AB 137 ties enforcement revenue directly to enforcement capacity and grantmaking. That creates predictable revenue streams for agencies but also raises incentive questions: when a regulator’s budget is bolstered by fines, the regulator’s enforcement posture and settlement strategies can change relative to a program funded through general appropriations.
The bill reduces that risk by directing only 5% to grants and by requiring legislative appropriation, but the operational incentives remain.

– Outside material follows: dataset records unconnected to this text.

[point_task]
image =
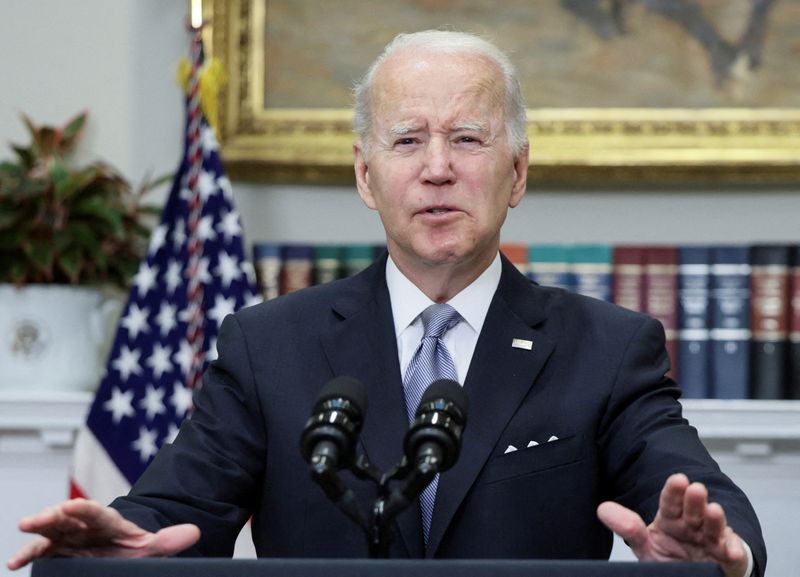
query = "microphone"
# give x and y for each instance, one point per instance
(329, 437)
(433, 441)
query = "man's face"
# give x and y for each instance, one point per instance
(439, 170)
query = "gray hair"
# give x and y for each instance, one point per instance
(445, 42)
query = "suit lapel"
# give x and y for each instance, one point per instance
(363, 346)
(498, 380)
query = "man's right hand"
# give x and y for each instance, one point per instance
(81, 528)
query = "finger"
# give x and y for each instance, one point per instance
(50, 519)
(104, 520)
(173, 540)
(695, 502)
(625, 523)
(715, 523)
(671, 501)
(30, 551)
(734, 548)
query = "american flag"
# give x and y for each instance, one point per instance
(195, 274)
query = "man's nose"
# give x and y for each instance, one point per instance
(438, 168)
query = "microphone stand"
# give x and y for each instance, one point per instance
(390, 502)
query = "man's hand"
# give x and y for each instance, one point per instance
(686, 528)
(81, 528)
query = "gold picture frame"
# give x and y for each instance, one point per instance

The CDCR land disposition path streamlines reuse and provides funding for predevelopment, yet it compresses the traditional sequence of environmental review and public planning in some dispositions (via narrow CEQA exemptions and "as‑is" sale language). Although the statute bars carceral reuse, it leaves open other contentious reuses and relies on DGS judgment and legislative authorization—creating community and political friction points at each disposal.
Implementation will demand tight interagency coordination, clear valuation guidance for discounts, and transparent accounting of proceeds.
On the Climate Catalyst side, extending program eligibility and confidentiality windows preserves a financing tool for complex transmission and clean energy projects, but also extends a period during which certain bank‑provided records remain nondisclosable. That tradeoff favors project sponsors' commercial confidentiality but limits public scrutiny of bank decisionmaking and credit terms.
Finally, the broad grant allocation formula (1/3 each) is administratively simple but inflexible: it could underfund the highest‑priority need in a given year and produce grant awards that are administratively burdensome for a relatively small pool of resources (5% of penalties and settlements) until the one‑time transfer materializes.